Hey Computer Industry Experts!

Discussion in 'General' started by CorollaDude, Apr 2, 2004.

  1. CorollaDude

    CorollaDude Beach Bum

    What's the non- PR-spin situation bewteen Sun and Microsoft's settlement? You know, the real deal.
     
  2. WERA29

    WERA29 On a mental field trip...

    What's the matter Bruce, did Bill Gates cancel the interview you had scheduled? :confused:
     
  3. CorollaDude

    CorollaDude Beach Bum

    I'm still burnt out from the Jennings drive. Couldn't make it out there. :p
     
  4. Knarf Legna

    Knarf Legna I am not Gary Hoover

    These things are really hard to figure out, but I think it's MS reacting to the EU hammer that got dropped on them. Despite what Balmer says, that stung, and is a big cloud hanging over them. It's a big win for Sun, who is clinging by their fingernails.

    I don't believe for even a second that MS did this for their customers to improve interoperability - that's BS.
     
  5. aoddev

    aoddev Member

    Don't know about the "real deal" but my guess is that they got tired of spending big cash on lawyers, Sun liked the idea of 2 billion $, MS finally realized they couldn't ignore Java to death, MS realizes it isn't going to win every lawsuit, and Sun figures it has a lot to gain working with MS,
     
  6. Knarf Legna

    Knarf Legna I am not Gary Hoover

    I would agree with you 100% if the EU thing hadn't happened. MS is under tremendous scrutiny and pressure to avoid the appearance of monopolistic behavior. $2B buys a lot of lawyers, they could have litigated this thing to death for a lot less than that if they wanted to. The press release that Sun issued was chock full of words like "cooperation", "customer choice" and "technical collaboration", which makes me wonder if Sun has become MS's lap dog to help cast them in a new light of industry cooperation.

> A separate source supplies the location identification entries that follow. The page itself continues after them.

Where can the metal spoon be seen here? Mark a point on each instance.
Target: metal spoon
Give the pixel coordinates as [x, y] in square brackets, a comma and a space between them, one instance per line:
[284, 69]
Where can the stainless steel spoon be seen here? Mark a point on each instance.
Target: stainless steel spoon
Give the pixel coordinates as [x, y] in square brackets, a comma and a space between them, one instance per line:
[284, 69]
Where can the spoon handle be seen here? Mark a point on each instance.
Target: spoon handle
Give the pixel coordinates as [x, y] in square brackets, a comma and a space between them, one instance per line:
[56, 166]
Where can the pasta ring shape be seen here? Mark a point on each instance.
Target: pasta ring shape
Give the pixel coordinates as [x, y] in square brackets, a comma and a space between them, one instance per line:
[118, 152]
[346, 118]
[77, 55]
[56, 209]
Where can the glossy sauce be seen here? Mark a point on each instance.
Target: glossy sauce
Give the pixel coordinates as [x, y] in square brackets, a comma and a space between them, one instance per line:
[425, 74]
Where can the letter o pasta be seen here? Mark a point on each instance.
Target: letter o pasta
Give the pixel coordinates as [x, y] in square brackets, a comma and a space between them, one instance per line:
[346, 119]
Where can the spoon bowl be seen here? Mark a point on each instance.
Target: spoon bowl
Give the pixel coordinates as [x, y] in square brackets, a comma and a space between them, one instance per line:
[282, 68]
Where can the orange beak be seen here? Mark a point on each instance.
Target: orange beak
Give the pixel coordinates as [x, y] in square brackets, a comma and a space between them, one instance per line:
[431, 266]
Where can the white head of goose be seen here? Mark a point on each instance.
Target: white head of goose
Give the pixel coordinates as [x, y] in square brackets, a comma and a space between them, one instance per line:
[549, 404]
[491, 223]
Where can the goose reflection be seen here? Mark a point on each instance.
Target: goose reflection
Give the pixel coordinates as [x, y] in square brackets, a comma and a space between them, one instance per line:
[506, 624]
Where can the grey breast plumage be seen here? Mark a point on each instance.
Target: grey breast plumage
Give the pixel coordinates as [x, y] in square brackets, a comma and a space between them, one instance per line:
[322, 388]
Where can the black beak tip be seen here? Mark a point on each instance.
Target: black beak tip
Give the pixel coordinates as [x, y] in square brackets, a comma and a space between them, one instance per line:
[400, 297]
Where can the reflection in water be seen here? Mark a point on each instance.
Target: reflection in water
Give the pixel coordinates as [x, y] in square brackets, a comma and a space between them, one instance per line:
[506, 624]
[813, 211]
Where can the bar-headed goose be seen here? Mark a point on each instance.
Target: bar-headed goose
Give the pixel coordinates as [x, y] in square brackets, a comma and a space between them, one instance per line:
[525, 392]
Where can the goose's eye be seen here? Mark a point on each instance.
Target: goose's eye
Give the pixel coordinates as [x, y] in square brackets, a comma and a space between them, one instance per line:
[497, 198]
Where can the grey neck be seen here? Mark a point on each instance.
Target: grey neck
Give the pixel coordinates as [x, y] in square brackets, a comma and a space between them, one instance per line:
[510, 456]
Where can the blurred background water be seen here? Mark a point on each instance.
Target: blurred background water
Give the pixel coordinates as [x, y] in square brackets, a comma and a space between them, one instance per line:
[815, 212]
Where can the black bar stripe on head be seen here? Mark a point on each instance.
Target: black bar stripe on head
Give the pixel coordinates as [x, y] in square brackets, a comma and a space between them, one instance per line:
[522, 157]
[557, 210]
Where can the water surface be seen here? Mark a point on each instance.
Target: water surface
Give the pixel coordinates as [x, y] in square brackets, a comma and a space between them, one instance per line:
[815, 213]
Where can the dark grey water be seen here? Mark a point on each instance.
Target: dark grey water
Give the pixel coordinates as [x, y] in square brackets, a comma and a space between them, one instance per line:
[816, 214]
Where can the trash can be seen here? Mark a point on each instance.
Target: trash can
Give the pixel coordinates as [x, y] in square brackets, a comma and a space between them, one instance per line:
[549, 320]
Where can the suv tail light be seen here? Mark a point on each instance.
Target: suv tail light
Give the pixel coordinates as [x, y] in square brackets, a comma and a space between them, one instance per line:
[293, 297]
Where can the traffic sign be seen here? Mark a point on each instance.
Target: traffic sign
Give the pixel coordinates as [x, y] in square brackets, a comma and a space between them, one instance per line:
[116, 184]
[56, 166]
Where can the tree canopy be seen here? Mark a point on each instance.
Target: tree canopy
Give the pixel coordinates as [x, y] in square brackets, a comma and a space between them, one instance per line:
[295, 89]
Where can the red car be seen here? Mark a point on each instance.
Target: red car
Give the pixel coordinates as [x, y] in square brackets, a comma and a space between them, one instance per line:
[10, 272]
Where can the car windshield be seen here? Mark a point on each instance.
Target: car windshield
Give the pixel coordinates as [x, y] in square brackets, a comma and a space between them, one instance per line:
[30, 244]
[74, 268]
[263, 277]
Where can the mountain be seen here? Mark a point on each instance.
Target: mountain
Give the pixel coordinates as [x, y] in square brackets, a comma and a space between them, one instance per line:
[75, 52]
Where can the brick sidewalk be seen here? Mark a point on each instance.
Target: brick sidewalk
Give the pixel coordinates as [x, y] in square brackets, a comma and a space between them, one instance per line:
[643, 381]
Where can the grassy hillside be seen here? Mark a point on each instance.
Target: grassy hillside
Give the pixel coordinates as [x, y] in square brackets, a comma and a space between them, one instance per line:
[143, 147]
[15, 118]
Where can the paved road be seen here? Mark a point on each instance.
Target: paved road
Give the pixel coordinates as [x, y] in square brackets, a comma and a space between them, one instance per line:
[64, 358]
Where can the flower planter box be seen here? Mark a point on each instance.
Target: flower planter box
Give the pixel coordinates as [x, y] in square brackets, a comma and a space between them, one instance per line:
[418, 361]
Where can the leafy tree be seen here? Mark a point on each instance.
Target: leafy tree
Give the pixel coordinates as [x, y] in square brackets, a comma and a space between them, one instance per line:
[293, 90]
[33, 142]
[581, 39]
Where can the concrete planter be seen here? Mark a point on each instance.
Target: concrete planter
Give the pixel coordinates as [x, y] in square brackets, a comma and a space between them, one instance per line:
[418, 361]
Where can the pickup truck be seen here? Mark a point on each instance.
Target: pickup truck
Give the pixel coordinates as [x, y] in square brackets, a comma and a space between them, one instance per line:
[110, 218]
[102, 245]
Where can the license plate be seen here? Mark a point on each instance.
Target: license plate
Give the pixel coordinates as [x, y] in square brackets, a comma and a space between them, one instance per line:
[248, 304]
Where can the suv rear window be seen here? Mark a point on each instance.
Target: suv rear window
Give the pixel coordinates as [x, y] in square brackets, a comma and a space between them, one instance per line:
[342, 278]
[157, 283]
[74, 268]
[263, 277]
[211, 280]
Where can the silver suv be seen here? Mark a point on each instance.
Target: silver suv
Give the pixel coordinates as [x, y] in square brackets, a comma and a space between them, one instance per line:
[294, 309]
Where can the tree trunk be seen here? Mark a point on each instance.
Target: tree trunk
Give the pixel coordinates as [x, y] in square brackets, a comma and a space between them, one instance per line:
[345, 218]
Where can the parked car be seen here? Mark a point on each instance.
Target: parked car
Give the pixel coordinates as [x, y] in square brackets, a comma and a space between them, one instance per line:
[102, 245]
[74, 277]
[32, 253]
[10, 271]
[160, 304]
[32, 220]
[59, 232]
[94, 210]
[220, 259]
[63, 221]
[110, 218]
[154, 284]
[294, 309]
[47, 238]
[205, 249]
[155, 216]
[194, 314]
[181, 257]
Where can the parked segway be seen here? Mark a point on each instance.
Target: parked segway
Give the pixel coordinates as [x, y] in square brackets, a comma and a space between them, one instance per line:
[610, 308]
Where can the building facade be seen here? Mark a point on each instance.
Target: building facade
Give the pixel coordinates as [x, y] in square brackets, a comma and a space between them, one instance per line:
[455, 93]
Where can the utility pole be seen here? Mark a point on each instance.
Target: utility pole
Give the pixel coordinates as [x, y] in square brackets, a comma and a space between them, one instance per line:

    http://www.sun.com/smi/Press/sunflash/2004-04/sunflash.20040402.3.html

    The terms of the deal are huge - including forgiveness of all past IP claims. There has to be more to the deal than just the Java squabble for MS to make such a far reaching concession.
     
  7. The big picture goes well beyond Java, but that is pretty much the starting point.

    I work for one of the largest software vendors (platform independent) however this has huge impacts. Not just b/c we had to build a new version of our software to support the Sun JVM.

    It is not just b/c of the Java Virtual Machine you are running with your browser (the thing that lets complex software run through a browser).

    If MS had a lock on that, then the authentication piece they can also put the screws to competition.
    Authentication is so huge for enterprise systems that effectively SUN stood to lose huge in the enterprises for backend or middleware software markets.

    Basically, if MS could lock down all browser to server communication protocol; the only thing left would be Wintel based machines in a few years. The EU/US may have prolonged the inevitable, but they effectively settled b/c no one wants to believe we let Bill Gates take over the ENTIRE world.

    We are just not ready to concede that, and MS knew they could not win with that perception pervading.
     
  8. Knarf Legna

    Knarf Legna I am not Gary Hoover

    One thing that occurs to me is that MS could have bought Sun outright for just about $2B. If you study the EU case, the primary complaintants were Real Networks and Sun. One of the remedies that the EU specified was to force MS to make their IP available to competitors to improve interoperability - this move undermines the EU case tremendously.